School Foundation
When occupied Paris severely restricted education access in 1941, French literature student Anna-Marie Tommerer began teaching neighborhood children—a modest start that would survive the bombing of its first building and evacuation to abandoned structures in Maisons-Laffitte. What began with a handful of pupils grew steadily while preserving the resilient philosophy born during wartime, and by the 1950s was already sending graduates abroad to Australia, England, Ireland, Spain, and the United States.
Christopher Hunter’s Leadership
Christopher Hunter’s arrival in 1987 marked the beginning of a 28-year tenure that transformed the local French boarding school into a cosmopolitan hub drawing students from 75 countries. As Maisons-Laffitte itself attracted international families through bilingual programs, academic performance soared—graduation rates climbed from 48% to 100% over two decades, leading Le Figaro to rank Ermitage International School second among French lycées in 2017.

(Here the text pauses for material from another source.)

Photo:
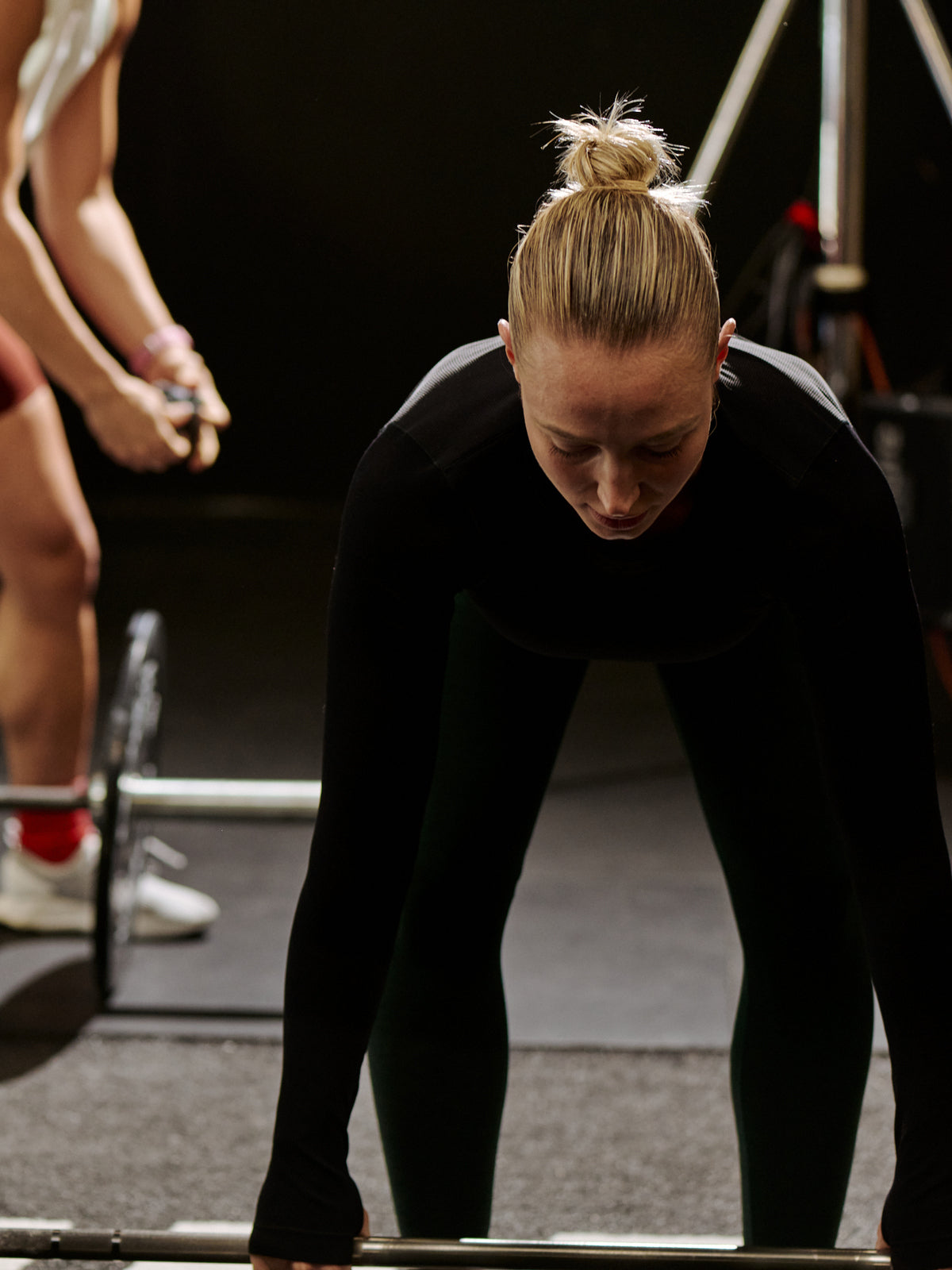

Academic Diversity and Global Network
The French international baccalaureate launched in 2003, followed six years later when Ermitage became among France’s first schools offering the IB Diploma with near-perfect results. After the IB Middle Years Program completed the international curriculum cycle in 2016, the school joined Round Square as France’s pioneering member and established ICU2, a humanitarian initiative providing annual eye care to 20,000 Indians.
Ermitage International School Today
Benjamin Hunter—grandson of the founder and son of his predecessor—assumed directorship in 2019, guiding the school through pandemic challenges and its integration into Laffitte Education while safeguarding the family ethos established eight decades earlier. Maintaining exceptional IBO ratings, it continues cultivating critically-minded global citizens.